孤独死予備軍ひきこもり日記

ひきこもりが、日々の雑感を綴ります。

東京大学卒で高校の国語教師であった父親は何故 「家庭内暴力の息子」を殺害したのか? 理想的な家族に潜む病理はいつの時代でも変わらない

2019年に「ひきこもり」の息子を殺害した元農林水産省の官僚の事件が社会を震撼させた。父親の熊沢英昭被告は、東京大学を卒業してエリート官僚で、人柄も良く、人望も熱かった。息子は、私立の名門高校に進学するも、いじめに遭い、中退する。その後、絵に書いた「転落人生」を送るようになった。家庭内暴力が凄まじく、父親は、耐えかねていた。
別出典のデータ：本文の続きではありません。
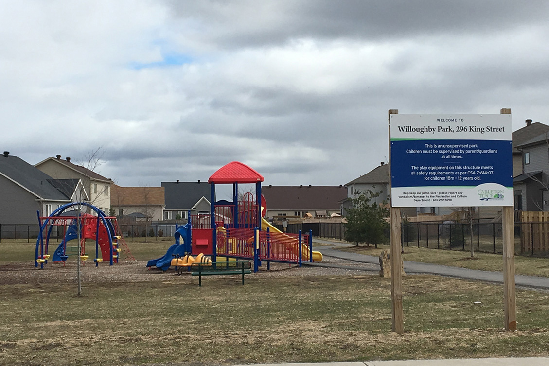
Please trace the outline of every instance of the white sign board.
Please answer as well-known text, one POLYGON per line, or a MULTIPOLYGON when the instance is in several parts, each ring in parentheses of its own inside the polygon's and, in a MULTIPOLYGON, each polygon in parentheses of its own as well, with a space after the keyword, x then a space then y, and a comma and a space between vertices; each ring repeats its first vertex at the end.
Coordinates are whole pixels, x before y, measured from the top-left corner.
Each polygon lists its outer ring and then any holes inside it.
POLYGON ((390 117, 393 207, 513 206, 510 114, 390 117))

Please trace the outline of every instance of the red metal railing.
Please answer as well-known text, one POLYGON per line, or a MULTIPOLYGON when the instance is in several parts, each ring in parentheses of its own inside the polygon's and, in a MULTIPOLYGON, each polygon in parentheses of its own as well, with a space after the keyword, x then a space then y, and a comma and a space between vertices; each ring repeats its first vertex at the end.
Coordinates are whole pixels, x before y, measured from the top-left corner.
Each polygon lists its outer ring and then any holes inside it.
POLYGON ((254 235, 250 229, 218 229, 217 255, 253 259, 254 235))

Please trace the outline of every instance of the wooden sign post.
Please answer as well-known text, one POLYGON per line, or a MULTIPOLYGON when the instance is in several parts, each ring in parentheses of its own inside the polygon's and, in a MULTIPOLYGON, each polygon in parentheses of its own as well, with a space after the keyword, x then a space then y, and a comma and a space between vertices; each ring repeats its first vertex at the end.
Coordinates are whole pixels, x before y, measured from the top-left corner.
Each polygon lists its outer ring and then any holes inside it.
MULTIPOLYGON (((398 114, 398 109, 389 110, 389 166, 391 166, 391 115, 398 114)), ((391 192, 391 179, 389 179, 389 192, 391 192)), ((389 194, 389 200, 392 200, 393 195, 389 194)), ((391 313, 393 317, 393 331, 398 334, 404 334, 404 311, 402 308, 402 273, 400 268, 402 258, 402 244, 401 243, 401 224, 402 217, 400 216, 400 207, 390 206, 391 221, 391 300, 393 303, 391 313)))
POLYGON ((404 333, 401 207, 500 206, 505 329, 517 330, 511 109, 500 115, 389 111, 393 331, 404 333), (393 126, 391 126, 393 124, 393 126))
MULTIPOLYGON (((501 114, 511 114, 510 108, 502 108, 501 114)), ((517 330, 517 305, 515 302, 514 225, 513 207, 504 207, 502 212, 503 239, 503 313, 505 330, 517 330)))

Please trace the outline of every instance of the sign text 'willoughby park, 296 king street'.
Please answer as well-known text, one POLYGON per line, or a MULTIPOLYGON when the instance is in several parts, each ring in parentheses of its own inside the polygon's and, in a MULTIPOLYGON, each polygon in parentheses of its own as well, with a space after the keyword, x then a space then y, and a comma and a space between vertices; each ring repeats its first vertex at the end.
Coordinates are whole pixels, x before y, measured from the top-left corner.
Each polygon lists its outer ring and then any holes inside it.
POLYGON ((512 206, 511 115, 390 116, 393 207, 512 206))

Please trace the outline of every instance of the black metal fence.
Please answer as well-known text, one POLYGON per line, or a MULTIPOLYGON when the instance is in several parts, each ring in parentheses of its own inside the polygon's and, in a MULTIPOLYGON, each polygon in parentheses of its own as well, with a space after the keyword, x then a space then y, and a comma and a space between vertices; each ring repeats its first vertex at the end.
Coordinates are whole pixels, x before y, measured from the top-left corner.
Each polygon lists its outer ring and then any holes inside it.
MULTIPOLYGON (((280 230, 282 227, 275 225, 280 230)), ((313 237, 345 240, 345 224, 343 222, 305 222, 298 224, 289 224, 288 232, 297 234, 301 230, 302 233, 311 230, 313 237)))
MULTIPOLYGON (((124 237, 130 240, 145 237, 158 240, 163 237, 173 238, 175 234, 175 224, 121 224, 119 226, 124 237)), ((54 226, 50 237, 62 239, 64 230, 63 226, 54 226)), ((29 243, 36 241, 40 232, 38 224, 0 223, 0 243, 3 239, 26 239, 29 243)))
MULTIPOLYGON (((282 229, 281 227, 279 228, 282 229)), ((296 233, 299 230, 311 230, 313 235, 318 238, 345 240, 344 223, 315 222, 288 226, 289 233, 296 233)), ((501 254, 503 247, 501 223, 474 223, 472 235, 469 223, 403 223, 401 239, 405 246, 448 250, 470 251, 472 241, 475 252, 501 254)), ((516 222, 514 243, 515 253, 518 255, 549 257, 549 223, 516 222), (530 233, 534 234, 530 235, 530 233)))

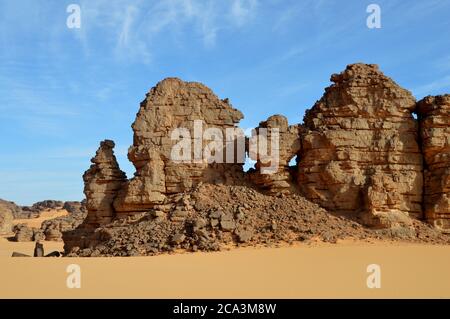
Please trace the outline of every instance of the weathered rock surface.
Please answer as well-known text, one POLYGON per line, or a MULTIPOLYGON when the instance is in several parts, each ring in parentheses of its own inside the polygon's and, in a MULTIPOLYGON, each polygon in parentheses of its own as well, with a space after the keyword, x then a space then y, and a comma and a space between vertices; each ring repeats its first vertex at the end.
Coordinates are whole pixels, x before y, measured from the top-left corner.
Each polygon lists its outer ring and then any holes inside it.
MULTIPOLYGON (((161 81, 132 125, 134 177, 125 179, 114 144, 102 142, 84 175, 88 217, 64 232, 66 254, 138 256, 344 238, 449 243, 417 220, 424 206, 435 226, 450 226, 448 96, 417 104, 370 64, 349 65, 331 81, 304 124, 289 125, 281 115, 259 124, 259 135, 268 129, 265 154, 274 149, 278 161, 267 162, 247 139, 246 151, 257 160, 249 173, 243 158, 217 163, 216 149, 207 147, 242 114, 202 84, 161 81), (276 169, 263 174, 269 166, 276 169)), ((235 142, 233 135, 221 145, 222 159, 235 142)))
POLYGON ((25 224, 18 224, 14 226, 14 241, 23 242, 23 241, 33 241, 35 228, 28 227, 25 224))
POLYGON ((450 232, 450 95, 424 98, 417 112, 425 158, 425 217, 450 232))
POLYGON ((14 216, 10 210, 0 208, 0 235, 6 235, 12 232, 14 216))
POLYGON ((231 183, 242 175, 243 160, 237 164, 208 163, 211 157, 204 156, 207 141, 202 139, 210 127, 225 137, 225 129, 234 128, 242 117, 227 100, 220 100, 203 84, 176 78, 159 82, 141 103, 132 125, 134 138, 128 158, 136 173, 114 202, 117 215, 153 208, 163 203, 166 195, 183 192, 199 182, 231 183), (200 121, 199 136, 194 132, 195 121, 200 121), (190 145, 186 153, 178 153, 178 160, 172 158, 173 146, 180 137, 173 134, 176 128, 184 129, 182 136, 190 145), (195 145, 200 146, 198 154, 195 145))
POLYGON ((14 202, 9 202, 9 201, 0 199, 0 214, 1 214, 0 216, 7 215, 8 218, 11 215, 13 216, 13 218, 21 218, 22 209, 19 206, 17 206, 14 202), (3 214, 5 214, 5 215, 3 215, 3 214))
POLYGON ((289 162, 300 152, 301 127, 289 126, 286 117, 273 115, 259 123, 255 130, 258 142, 267 143, 267 147, 259 151, 249 149, 250 157, 256 161, 255 171, 250 171, 251 180, 269 194, 292 192, 296 189, 293 178, 296 172, 289 167, 289 162))
POLYGON ((349 65, 306 112, 298 183, 311 201, 375 227, 422 217, 422 154, 411 93, 376 65, 349 65), (389 215, 389 218, 385 218, 389 215), (392 220, 394 218, 394 220, 392 220))
POLYGON ((150 210, 115 220, 84 237, 84 246, 72 247, 66 254, 145 256, 178 249, 217 251, 230 245, 335 243, 340 239, 450 243, 449 237, 416 220, 411 232, 371 230, 329 214, 300 195, 270 196, 248 186, 205 183, 168 197, 174 204, 166 216, 150 210), (172 219, 181 206, 183 217, 172 219))
POLYGON ((126 181, 114 155, 114 142, 100 143, 91 167, 84 173, 84 193, 88 214, 83 227, 97 228, 115 217, 114 199, 126 181))

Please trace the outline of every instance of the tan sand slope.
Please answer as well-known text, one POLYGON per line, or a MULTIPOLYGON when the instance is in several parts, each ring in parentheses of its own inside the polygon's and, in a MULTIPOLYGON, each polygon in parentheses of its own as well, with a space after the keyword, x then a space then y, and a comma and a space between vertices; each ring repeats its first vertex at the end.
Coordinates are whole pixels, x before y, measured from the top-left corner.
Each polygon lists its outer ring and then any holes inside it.
POLYGON ((61 216, 66 216, 69 213, 65 209, 50 209, 42 211, 38 218, 28 219, 14 219, 14 225, 26 224, 28 227, 40 228, 43 221, 53 219, 61 216))
POLYGON ((450 298, 450 247, 337 244, 127 258, 0 258, 0 298, 450 298), (367 266, 381 267, 369 289, 367 266), (70 264, 81 288, 66 286, 70 264))

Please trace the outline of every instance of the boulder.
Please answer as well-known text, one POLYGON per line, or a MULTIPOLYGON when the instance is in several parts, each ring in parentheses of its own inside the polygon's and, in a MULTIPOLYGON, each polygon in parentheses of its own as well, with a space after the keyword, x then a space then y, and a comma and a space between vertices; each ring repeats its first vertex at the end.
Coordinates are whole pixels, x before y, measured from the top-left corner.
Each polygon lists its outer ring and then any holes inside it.
POLYGON ((422 154, 411 93, 378 66, 352 64, 306 112, 298 163, 302 194, 378 227, 379 213, 422 217, 422 154), (368 215, 368 216, 366 216, 368 215))
POLYGON ((450 95, 427 96, 417 103, 425 159, 426 219, 450 232, 450 95))

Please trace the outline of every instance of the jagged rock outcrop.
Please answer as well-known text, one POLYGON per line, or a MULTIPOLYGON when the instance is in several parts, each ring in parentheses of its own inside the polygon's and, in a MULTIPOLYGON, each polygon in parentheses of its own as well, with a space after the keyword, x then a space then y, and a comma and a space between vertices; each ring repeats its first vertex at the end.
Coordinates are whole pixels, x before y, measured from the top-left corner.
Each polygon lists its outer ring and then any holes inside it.
POLYGON ((417 103, 425 159, 426 219, 450 232, 450 95, 427 96, 417 103))
POLYGON ((2 212, 9 212, 14 218, 22 218, 24 216, 20 206, 16 205, 14 202, 0 199, 0 213, 2 212))
POLYGON ((14 216, 10 210, 0 208, 0 235, 7 235, 12 231, 14 216))
POLYGON ((105 140, 94 158, 91 167, 84 173, 84 193, 88 214, 83 227, 97 228, 115 217, 113 202, 126 182, 126 175, 119 168, 114 155, 114 142, 105 140))
POLYGON ((258 146, 252 150, 249 145, 249 155, 256 161, 255 170, 249 172, 250 179, 269 194, 290 193, 295 189, 296 172, 289 162, 300 152, 300 130, 300 125, 288 125, 286 117, 273 115, 259 123, 250 139, 251 145, 258 146), (266 146, 261 148, 263 143, 266 146))
MULTIPOLYGON (((128 158, 136 173, 114 202, 118 216, 148 210, 162 204, 167 194, 183 192, 200 182, 231 183, 242 175, 243 159, 242 163, 208 163, 211 157, 203 152, 208 128, 219 130, 210 132, 210 140, 214 134, 225 138, 225 130, 234 128, 242 117, 227 99, 220 100, 203 84, 176 78, 159 82, 141 103, 132 125, 134 138, 128 158), (182 130, 177 132, 177 128, 182 130), (181 136, 184 139, 179 139, 181 136), (182 140, 186 142, 183 152, 172 153, 182 140)), ((223 147, 225 154, 226 145, 223 147)))
POLYGON ((361 213, 372 226, 420 218, 422 154, 414 97, 376 65, 349 65, 331 81, 304 118, 302 193, 328 210, 361 213))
犯行直前に、川崎市で高齢のひきこもりが、無差別殺傷事件を起こしていたことと。殺害された息子が、小学校の運動会の声が騒がしいことに腹が立ち、「ぶっ殺す」と発言した。このことが契機で、息子も「川崎の通り魔」のような事件を起こすのではないかと思い、父親は、息子を殺害した。実は、同じような事件が、30年前にも起きている。1992年6月浦和市の高校の国語教師の父親が妻と共謀して、睡眠中に息子を殺害した。この息子は、成績優秀であったが、高校中退後、大検を合格して、私立大学に合格するが、中退する。しだいに、生活が乱れ、両親に激しい暴力を振るうようになった。両親は、耐えかねて、息子を殺害するに到った。浦和地裁では、懲役3年執行猶予5年というあまりにも軽い判決が下された。嘆願書が、8万以上も提出されたことが減刑につながったのだろう。この父親は、苦学して、東京大学に入学して、生徒からも慕われる申し分のない人間であった。また、息子も勉強だけでなく、スキー1級、音楽、絵画の才能もあり、決して、「ガリ勉タイプ」の優等生ではなかった。父親と母親は、息子の「家庭内暴力」を著名な精神科医に相談していた。しかし、悲劇を食い止めることができなかった。この息子は、厳密な意味で「ひきこもり」とは言い難い。しかし、「ひきこもり問題」がクローズアップされる前の1990年に、このような事件が起きていたことは、非常に未来を予兆させるものがある。傍目には、「理想の家庭」に映ったにもかかわらず、一体何が起きていたのか。私が思うに、東京大学を卒業して、分別もあり、周囲からも慕われていたからこそ、この事件は、起こるべくして起きたのではないだろうか。「自分の子供も、他人の子供と同じように、教育できる」という過信を、優れた教師ほど持ってしまう。この事が、悲劇を生んだ最大の原因ではないかと、私は思う。